La guía definitiva de higiene dental: más allá del cepillado
La higiene bucal es la base de toda la odontología preventiva. Sin una rutina adecuada, incluso los tratamientos más sofisticados —implantes, carillas, coronas— pueden verse comprometidos. Y sin embargo, la mayoría de las personas comete errores básicos que con pequeños ajustes podrían evitar el 80% de los problemas dentales a largo plazo.
Esta es la guía de higiene dental que compartimos con todos nuestros pacientes. Guárdala.
El cepillado: técnica antes que frecuencia
Cepillarse mucho pero mal es peor que cepillarse poco pero bien. Estas son las claves:
- Cepillo de cerdas suaves: las cerdas duras desgastan el esmalte y pueden dañar las encías. Siempre suaves o ultra-suaves.
- Técnica de Bass modificada: coloca el cepillo a 45° en relación a la encía, con movimientos suaves en semicírculo desde la encía hacia el diente. Nunca movimientos horizontales bruscos.
- 2 minutos, dos o tres veces al día: usar un temporizador o un cepillo eléctrico con temporizador incorporado garantiza el tiempo mínimo necesario.
- Cambia el cepillo cada 3 meses: o antes si las cerdas están deformadas. Un cepillo desgastado no limpia correctamente y puede acumular bacterias.
El hilo dental: el paso que más se omite
El cepillo solo llega al 60-70% de las superficies dentales. El espacio entre los dientes —zona interproximal— solo puede limpiarse con hilo dental, cepillos interproximales o irrigadores. Aquí es donde se origina la mayoría de las caries y la enfermedad periodontal.
- Hilo dental: introduce el hilo entre cada par de dientes haciendo un movimiento en C alrededor de cada diente, llegando ligeramente por debajo de la línea de la encía. Si sangras al usarlo, no lo abandones: es señal de inflamación que desaparecerá con el uso regular.
- Cepillos interproximales: ideales para espacios más amplios, implantes, puentes o brackets. Existen en diferentes tamaños; te ayudamos a elegir el adecuado para tu anatomía.
- Irrigador oral: complementa el hilo dental eliminando restos en zonas de difícil acceso mediante un chorro de agua a presión.

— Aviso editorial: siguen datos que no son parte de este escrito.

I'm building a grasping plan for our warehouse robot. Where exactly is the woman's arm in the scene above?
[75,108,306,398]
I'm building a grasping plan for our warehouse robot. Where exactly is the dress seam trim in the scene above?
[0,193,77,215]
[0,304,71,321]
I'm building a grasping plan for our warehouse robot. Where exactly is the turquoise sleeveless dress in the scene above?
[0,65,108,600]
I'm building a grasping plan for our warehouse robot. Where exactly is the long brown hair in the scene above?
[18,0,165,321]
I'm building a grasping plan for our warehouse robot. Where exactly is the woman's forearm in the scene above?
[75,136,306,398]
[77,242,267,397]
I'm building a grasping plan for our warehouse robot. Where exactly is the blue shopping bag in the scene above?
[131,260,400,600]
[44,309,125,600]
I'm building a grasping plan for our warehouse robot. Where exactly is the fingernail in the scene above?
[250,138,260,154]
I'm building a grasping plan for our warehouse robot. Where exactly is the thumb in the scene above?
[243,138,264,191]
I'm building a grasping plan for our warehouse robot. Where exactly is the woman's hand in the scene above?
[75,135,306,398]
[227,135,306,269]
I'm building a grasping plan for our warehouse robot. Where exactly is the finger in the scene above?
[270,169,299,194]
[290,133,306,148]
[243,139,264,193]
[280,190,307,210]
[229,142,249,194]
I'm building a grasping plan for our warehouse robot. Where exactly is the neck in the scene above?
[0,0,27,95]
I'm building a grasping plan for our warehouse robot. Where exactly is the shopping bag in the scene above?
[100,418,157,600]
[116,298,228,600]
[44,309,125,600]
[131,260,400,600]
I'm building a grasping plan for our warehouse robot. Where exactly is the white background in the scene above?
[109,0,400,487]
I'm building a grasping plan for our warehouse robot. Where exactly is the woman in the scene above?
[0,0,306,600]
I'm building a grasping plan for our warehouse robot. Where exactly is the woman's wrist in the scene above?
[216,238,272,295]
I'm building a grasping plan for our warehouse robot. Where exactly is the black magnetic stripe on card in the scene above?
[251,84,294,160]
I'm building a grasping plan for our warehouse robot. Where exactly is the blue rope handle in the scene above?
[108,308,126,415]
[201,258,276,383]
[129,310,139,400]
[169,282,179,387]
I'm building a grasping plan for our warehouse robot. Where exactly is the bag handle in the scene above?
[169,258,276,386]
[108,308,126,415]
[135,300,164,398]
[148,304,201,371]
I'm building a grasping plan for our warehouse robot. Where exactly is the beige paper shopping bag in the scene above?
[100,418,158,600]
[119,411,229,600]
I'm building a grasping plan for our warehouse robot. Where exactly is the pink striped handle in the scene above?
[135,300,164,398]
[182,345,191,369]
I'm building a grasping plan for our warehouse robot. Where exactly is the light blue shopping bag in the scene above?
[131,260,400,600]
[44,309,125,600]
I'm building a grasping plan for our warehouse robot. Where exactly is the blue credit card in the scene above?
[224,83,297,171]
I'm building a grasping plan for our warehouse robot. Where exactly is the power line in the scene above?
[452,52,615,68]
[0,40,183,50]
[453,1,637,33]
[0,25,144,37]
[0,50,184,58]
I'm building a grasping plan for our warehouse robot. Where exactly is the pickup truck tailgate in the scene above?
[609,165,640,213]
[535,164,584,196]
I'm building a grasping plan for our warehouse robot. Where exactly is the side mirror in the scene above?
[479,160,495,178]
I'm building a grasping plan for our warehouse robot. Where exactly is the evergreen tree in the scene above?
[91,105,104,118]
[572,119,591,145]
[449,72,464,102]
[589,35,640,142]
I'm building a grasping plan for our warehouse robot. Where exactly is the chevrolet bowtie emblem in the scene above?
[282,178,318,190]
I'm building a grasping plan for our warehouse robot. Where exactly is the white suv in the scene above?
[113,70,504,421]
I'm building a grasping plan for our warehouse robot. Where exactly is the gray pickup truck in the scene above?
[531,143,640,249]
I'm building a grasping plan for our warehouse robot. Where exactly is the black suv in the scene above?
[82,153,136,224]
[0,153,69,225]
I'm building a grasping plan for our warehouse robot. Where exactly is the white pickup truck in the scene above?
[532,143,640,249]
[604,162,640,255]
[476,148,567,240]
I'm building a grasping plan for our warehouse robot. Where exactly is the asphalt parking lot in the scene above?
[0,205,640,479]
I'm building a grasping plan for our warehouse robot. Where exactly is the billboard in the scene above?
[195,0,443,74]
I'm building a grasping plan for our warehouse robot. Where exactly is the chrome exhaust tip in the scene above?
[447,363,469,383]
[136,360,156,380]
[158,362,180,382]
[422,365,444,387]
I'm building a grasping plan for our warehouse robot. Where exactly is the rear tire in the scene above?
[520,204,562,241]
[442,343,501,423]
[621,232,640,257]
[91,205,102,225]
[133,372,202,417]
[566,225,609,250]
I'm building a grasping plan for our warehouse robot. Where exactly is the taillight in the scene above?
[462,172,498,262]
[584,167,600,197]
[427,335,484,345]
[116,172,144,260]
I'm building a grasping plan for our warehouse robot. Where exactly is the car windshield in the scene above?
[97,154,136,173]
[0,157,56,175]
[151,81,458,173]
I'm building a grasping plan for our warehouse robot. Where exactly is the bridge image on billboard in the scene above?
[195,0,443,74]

Muy útil si llevas ortodoncia o implantes.
El enjuague bucal: ¿realmente sirve?
Los colutorios son un complemento, no un sustituto del cepillado ni del hilo. Su eficacia depende del tipo:
- Con flúor: refuerzan el esmalte y previenen la caries. Ideales por la noche, después del cepillado.
- Con clorhexidina: el antiséptico más potente disponible. No deben usarse de forma continuada (máximo 2 semanas) porque pueden teñir los dientes y alterar la flora bacteriana.
- Sin alcohol: preferibles en general, especialmente para personas con sequedad bucal.
La higiene de la lengua: el gran olvidado
La lengua alberga millones de bacterias que contribuyen al mal aliento (halitosis) y pueden recolonizar los dientes y encías. Usa un raspador lingual o el reverso de algunos cepillos eléctricos para limpiarla suavemente cada mañana.
La alimentación como parte de la higiene
Lo que comemos afecta directamente a nuestra salud dental. Reducir los azúcares libres, evitar picar entre horas y aumentar el consumo de alimentos ricos en calcio y vitamina D contribuye de forma significativa a mantener el esmalte fuerte y las encías sanas.
Las revisiones periódicas: el cierre del círculo
Por muy buena que sea tu higiene en casa, la limpieza profesional (detartrado y pulido) es imprescindible cada 6-12 meses. El sarro se forma en zonas inaccesibles para el cepillo y solo puede eliminarse con instrumental clínico. Y una revisión periódica permite detectar problemas en estadios iniciales, cuando el tratamiento es más sencillo y menos costoso.
Una buena higiene bucal no requiere productos caros: requiere constancia, técnica correcta y la orientación de un profesional. En tu próxima visita, con mucho gusto revisamos tu rutina y te damos consejos personalizados.